Film Review: Cupcakes

Cupcakes

Jessica Mauboy’s performance during the interval of the second of this year’s Eurovision Song Contest semi finals is emblematic of Australia’s longstanding outside interest in the musical extravaganza, and their unspoken desire to join in with the geographically-bound competition (although, yes, the Euro has been flexible enough to include some Asian and African countries on occasion). In Eytan Fox’s genial Israeli comedy Cupcakes, trademarks have forced a barely-disguised re-imagining to a contest called UniverSong. The way forward, perhaps? Particularly with Israel’s surprise failure to qualify last night with an appealingly modern entry…

Hopefully they’d be able to afford better sets, though, because while the geography might be bigger (though not really utilised; it really is a veiled reproduction of Eurovision, with Russia the only other country getting a look-in), the contest itself seems to have shrunk to the type of thing that only takes place in a rundown county ballroom. Budget restrictions ahoy; in Cupcakes, the cheap comes with the cheerful, and, a little like Eurovision itself, a willing audience member has to accept that the entertainment is bound to be a little gaudy.

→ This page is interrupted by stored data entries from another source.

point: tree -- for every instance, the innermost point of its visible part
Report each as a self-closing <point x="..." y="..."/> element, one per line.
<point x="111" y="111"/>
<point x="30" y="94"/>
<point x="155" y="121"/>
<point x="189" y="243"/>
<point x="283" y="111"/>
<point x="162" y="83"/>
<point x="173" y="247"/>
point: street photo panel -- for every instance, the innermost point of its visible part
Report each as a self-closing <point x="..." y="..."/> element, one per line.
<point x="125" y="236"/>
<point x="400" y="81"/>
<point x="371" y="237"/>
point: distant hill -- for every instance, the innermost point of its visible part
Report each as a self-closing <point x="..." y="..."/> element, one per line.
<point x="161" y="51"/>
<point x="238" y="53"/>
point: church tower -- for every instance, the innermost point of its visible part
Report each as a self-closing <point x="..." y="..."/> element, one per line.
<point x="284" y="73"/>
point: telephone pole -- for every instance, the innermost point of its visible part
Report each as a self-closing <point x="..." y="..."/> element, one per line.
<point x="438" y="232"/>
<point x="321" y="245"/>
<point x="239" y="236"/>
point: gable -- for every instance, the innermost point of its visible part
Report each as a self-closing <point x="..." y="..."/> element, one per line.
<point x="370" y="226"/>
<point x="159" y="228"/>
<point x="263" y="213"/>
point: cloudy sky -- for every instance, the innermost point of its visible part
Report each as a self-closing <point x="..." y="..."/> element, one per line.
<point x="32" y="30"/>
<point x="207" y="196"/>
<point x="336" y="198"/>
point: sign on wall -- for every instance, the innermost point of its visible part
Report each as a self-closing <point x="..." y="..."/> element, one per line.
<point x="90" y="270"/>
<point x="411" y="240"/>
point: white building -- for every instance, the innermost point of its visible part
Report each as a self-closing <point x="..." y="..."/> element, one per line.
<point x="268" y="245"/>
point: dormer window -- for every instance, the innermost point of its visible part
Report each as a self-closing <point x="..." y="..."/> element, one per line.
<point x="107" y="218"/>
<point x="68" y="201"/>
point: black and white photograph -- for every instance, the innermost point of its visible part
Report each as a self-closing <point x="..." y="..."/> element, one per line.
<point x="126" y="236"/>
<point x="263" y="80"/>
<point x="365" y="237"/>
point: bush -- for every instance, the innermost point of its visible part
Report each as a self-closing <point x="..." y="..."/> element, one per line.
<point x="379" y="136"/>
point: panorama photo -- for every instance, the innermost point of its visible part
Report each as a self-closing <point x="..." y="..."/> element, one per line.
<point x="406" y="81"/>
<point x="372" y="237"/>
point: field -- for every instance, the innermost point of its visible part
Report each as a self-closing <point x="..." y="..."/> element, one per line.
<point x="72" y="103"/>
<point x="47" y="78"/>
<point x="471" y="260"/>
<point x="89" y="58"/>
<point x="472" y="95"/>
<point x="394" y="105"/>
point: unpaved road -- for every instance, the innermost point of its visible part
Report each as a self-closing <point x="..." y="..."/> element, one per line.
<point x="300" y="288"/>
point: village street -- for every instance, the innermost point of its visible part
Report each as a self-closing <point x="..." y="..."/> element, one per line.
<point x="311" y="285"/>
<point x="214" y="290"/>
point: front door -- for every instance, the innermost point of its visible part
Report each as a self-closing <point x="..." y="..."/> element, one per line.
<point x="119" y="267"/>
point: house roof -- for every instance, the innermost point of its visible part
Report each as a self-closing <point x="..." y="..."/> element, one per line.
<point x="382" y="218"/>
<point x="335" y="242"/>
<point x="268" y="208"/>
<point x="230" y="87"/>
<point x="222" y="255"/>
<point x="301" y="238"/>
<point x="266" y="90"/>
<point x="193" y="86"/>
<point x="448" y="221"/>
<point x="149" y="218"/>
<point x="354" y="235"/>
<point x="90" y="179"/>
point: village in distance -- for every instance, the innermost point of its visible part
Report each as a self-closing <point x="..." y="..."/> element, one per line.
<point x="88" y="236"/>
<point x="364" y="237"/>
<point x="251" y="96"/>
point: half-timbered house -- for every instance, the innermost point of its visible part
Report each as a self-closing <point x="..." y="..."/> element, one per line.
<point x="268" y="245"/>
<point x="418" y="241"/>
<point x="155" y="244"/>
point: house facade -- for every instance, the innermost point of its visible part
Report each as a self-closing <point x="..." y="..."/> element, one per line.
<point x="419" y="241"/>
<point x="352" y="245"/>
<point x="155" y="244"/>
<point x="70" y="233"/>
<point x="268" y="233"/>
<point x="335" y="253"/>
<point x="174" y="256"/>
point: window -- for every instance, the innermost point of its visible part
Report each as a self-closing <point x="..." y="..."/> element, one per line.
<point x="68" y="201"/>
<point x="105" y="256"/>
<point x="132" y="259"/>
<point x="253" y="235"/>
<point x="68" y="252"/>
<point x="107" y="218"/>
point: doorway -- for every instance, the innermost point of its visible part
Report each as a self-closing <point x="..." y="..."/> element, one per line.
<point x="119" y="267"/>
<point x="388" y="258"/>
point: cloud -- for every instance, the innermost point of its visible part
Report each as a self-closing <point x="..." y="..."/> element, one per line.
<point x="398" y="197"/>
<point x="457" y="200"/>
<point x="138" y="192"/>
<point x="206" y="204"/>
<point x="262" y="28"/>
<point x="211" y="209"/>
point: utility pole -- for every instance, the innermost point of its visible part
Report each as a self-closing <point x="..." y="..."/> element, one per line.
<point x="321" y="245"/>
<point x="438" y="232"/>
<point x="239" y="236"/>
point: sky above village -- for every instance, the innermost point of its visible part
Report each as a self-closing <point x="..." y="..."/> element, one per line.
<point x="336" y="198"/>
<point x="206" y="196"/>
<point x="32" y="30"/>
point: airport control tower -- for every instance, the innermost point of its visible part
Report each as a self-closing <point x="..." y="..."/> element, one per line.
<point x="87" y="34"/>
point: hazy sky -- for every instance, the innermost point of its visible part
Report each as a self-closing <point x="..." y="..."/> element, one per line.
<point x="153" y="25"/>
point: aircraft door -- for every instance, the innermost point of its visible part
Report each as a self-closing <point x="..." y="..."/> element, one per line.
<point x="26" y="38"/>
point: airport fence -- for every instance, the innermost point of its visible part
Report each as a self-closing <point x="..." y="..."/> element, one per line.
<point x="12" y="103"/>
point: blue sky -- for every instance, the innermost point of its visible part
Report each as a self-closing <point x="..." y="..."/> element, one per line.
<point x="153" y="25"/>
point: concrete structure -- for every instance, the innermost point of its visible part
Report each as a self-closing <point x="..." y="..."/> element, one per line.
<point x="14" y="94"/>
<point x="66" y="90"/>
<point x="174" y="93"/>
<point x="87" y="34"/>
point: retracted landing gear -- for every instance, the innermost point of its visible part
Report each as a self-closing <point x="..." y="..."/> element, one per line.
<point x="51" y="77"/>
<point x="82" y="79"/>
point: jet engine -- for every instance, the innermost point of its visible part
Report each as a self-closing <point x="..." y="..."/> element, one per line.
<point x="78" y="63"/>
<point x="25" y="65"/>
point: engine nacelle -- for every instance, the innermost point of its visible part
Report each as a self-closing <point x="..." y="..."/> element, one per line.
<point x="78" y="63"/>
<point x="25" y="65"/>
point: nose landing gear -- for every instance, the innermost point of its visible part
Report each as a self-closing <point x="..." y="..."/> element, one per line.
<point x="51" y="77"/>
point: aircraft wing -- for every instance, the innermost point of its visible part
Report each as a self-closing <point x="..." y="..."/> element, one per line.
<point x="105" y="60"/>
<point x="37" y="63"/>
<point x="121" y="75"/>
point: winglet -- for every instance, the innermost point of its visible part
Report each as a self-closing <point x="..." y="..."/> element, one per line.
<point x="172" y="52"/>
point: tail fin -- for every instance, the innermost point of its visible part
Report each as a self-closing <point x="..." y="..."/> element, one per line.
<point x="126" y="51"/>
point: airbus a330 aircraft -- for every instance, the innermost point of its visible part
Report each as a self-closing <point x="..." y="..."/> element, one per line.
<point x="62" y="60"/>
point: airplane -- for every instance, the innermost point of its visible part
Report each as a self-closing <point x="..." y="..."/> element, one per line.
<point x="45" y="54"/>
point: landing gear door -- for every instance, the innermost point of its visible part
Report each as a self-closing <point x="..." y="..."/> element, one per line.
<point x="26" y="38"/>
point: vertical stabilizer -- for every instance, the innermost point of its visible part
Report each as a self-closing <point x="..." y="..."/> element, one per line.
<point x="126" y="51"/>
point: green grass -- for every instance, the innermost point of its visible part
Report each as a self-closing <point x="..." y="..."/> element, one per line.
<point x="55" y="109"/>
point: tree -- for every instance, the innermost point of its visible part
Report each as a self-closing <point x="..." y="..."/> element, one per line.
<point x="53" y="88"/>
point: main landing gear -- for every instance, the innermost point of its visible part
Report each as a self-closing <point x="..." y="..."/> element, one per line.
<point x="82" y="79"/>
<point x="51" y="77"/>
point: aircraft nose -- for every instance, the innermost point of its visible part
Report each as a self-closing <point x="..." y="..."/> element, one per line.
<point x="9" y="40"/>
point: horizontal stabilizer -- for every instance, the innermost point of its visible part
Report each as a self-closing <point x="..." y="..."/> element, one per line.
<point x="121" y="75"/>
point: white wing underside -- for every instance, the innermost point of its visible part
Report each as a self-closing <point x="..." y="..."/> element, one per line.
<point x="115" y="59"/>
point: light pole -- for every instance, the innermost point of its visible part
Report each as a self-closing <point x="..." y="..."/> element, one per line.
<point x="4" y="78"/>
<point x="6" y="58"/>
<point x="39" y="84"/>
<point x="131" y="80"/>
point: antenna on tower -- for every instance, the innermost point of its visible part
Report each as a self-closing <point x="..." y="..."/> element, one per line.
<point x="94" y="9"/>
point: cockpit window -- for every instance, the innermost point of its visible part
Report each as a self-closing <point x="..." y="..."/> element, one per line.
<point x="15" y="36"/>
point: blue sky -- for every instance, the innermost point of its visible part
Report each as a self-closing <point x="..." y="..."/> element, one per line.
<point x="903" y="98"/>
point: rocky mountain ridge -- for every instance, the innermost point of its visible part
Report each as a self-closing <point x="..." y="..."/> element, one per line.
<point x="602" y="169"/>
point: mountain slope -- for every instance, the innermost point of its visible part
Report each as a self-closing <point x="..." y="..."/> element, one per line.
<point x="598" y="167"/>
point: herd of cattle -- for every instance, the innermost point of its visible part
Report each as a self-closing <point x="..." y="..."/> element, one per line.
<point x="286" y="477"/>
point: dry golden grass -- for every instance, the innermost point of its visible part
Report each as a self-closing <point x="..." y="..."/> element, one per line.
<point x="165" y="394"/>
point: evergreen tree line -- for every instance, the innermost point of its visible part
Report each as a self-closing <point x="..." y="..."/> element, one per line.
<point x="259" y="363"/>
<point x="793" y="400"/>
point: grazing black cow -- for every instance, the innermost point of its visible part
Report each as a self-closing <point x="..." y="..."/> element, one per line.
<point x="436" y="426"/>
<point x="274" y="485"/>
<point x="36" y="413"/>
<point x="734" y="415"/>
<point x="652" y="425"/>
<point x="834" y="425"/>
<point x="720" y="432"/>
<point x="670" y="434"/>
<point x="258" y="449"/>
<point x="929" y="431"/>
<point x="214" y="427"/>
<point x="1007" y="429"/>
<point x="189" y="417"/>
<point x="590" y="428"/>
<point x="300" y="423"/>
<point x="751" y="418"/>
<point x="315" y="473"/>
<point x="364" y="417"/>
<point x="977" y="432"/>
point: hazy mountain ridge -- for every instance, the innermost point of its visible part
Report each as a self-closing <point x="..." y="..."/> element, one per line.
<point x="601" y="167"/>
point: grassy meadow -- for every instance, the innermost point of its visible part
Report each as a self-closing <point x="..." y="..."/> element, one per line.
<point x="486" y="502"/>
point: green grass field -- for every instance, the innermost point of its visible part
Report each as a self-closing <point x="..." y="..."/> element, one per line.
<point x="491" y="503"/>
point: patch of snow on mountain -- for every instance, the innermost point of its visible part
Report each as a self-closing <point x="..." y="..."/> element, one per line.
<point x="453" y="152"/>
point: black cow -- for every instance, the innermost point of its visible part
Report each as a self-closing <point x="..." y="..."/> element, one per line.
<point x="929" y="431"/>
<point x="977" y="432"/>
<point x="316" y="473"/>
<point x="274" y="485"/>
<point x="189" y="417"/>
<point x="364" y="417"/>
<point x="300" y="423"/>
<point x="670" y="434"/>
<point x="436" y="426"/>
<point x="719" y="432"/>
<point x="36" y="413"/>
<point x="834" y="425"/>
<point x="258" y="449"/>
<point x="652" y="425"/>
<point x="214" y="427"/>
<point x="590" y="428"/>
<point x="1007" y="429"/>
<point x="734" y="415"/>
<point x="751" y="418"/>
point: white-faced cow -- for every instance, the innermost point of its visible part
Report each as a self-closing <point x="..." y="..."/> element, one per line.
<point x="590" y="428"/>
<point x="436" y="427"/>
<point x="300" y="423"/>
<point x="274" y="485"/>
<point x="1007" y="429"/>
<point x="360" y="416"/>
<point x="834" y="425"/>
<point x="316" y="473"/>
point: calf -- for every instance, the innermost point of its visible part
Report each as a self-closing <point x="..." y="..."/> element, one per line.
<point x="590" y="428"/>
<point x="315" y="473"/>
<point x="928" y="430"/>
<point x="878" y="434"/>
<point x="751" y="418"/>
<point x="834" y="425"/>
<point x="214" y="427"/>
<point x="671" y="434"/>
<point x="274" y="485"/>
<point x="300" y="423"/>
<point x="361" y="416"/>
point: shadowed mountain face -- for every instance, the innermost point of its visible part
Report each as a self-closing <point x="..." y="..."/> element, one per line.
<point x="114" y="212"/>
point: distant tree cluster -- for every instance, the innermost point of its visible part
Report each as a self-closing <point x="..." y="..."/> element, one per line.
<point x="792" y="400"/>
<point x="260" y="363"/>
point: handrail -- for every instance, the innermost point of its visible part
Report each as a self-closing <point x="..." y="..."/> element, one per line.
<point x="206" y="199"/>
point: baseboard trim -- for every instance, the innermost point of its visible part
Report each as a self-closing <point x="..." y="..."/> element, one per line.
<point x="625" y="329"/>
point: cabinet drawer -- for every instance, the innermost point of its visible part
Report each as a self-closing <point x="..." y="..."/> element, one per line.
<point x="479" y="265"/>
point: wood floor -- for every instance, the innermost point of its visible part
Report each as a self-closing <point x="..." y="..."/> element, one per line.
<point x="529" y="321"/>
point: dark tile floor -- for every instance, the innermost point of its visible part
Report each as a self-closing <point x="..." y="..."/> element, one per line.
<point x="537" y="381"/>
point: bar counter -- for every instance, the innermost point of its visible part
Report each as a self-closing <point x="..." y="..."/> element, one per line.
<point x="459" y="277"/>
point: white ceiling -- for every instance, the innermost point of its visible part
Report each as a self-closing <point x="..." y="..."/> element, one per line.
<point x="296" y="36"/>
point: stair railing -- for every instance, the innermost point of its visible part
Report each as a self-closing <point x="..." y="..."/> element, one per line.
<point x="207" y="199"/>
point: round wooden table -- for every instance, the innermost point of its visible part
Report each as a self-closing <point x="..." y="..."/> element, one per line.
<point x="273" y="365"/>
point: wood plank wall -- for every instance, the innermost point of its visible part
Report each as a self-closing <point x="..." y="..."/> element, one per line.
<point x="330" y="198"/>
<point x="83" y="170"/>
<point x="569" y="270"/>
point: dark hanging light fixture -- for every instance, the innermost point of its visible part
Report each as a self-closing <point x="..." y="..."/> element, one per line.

Cupcakes‘ strengths lie in its characters and its engagingly thoughtful narrative. Fox has form as a sober, perceptive filmmaker in his feature Yossi & Jagger and its recent sequel Yossi, and he retains that somewhat melancholy emotionality even through the sparkle of his narrative here. Six friendly neighbours – one guy, five girls, in a refreshing inversion of the standard cinematic gender imbalance – gather to watch this year’s UniverSong, but even Ofer’s (Ofer Shechter) enthusiasm for the latest auto-tuned entry quickly dissipates. Anat (Anat Waxman) is more concerned with her husband’s abandonment, provoking an impromptu, consolatory sing-song from the group.

Before you know it, the cameraphone recording of the number lands the group with the unlikely appointment as Israel’s next UniverSong entrants. Fox uses this fun, simple narrative set-up to provoke questions of identity – ‘we usually tell ourselves ‘no’,’ laments Keren (Keren Berger), our infrequent narrator through the medium of her blog posts. Everyday commitments of work, family, propriety and the like have to be worked through by the six, each a clear individual and sympathetically, brightly performed by the sparkling cast. It’s hardly revolutionary stuff, but Fox handles it with a generous pensive hand, not above letting tinges of darkness shade the edges of what could have been a parade of rainbow flags.

It’s a shame, then, that the film’s depiction of the multinational song contest is rather muddled. ‘Some people still get off on it,’ says one derisory voice early in the film, and initially this is a view that the film wants to dismiss. But the committee for the Israeli entry tries to dress the song up in colour-coordinated outfits, synthy production and cheesy dance routines, and the reaction from the group is predictably despondent.

They detach from the committee and do it on their own terms, producing a song that is sweet, winsome and catchy – the Scissor Sisters’ BabyDaddy was on-hand to assist with the songcraft – but is snobbishly held above the cheesy Russian entry, helmed by a winkingly camp man who Ofer is amused to find is married to his female dancer. The group all sit off to the side during a ‘getting to know you’ party, alienated from the colourful array of fake people they see before them. There’s the whiff of that familiar snide attitude many people hold with regard to Eurovision, and it undermines what is a very sweet and involving comedy.